4.               DISCLAIMER

4.1            Customer is solely responsible for consideration, assessment, and implementation of, and reliance upon, the Deliverables, Risk Alive Content, or any other output of the Services (“Customer Implementation”). TO THE FULLEST EXTENT PERMITTED BY LAW, CUSTOMER AGREES THAT IT AND ITS AFFILIATES WILL NOT PURSUE ANY CLAIM, SUIT, ACTION OR PROCEEDING OF ANY KIND, NATURE OR CHARACTER WHATSOEVER AGAINST RISK ALIVE OR ITS AFFILIATES, SUBCONTRACTORS OR PERSONNEL, IN ANY COURT, ADMINISTRATIVE AGENCY, ARBITRAL FORUM, OR OTHER TRIBUNAL, ARISING OUT OF ANY CUSTOMER IMPLEMENTATION.

 

5.               Fees and Payment

5.1            Payment Terms. Customer will pay Risk Alive the fees specified in the Order (“Fees”) in accordance with the payment terms in the Order. If Customer fails to pay the Fees when due, Risk Alive may: (i) suspend Customer’s access to or Risk Alive’s provision of the Services until such invoice is paid in full; or (ii) terminate this Agreement. All payment obligations are non-cancellable and, except as expressly provided in this Agreement, all Fees are non-refundable.

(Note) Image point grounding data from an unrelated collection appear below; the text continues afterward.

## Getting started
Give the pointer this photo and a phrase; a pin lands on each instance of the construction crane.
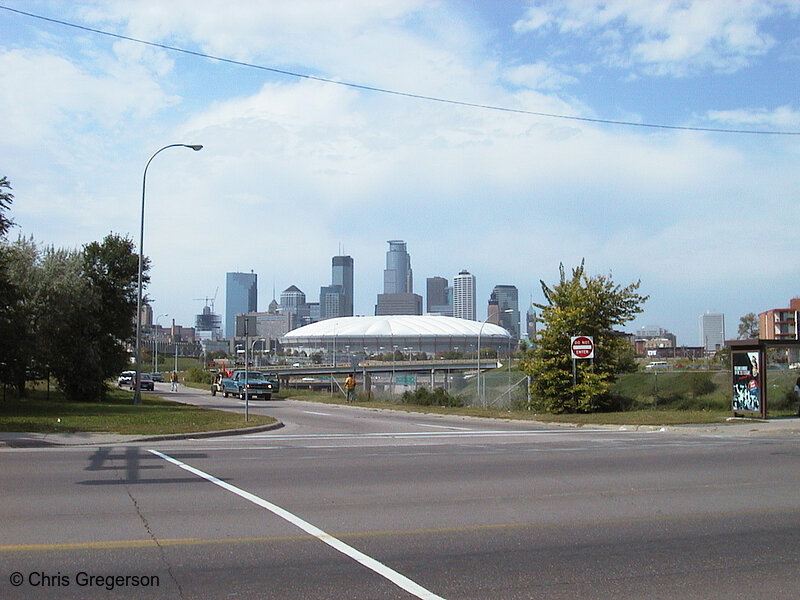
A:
(209, 301)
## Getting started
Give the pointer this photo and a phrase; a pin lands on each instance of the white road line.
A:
(429, 434)
(396, 578)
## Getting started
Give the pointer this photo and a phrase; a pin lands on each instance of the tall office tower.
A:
(464, 296)
(397, 277)
(293, 303)
(530, 322)
(331, 302)
(398, 296)
(241, 296)
(436, 294)
(712, 331)
(507, 298)
(342, 275)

5.2            Additional Services. Customer may, at any time during the Term, purchase additional services that Risk Alive may offer (in its sole discretion) by entering into an agreement for the same at Risk Alive’s then current pricing and on Risk Alive’s standard terms and conditions for such services.

5.3            Set-off and Withholding.  Customer agrees to pay the full amount of any Fees due to Risk Alive under the Agreement and will not set-off, counterclaim or otherwise withhold any amount due to Risk Alive for any reason.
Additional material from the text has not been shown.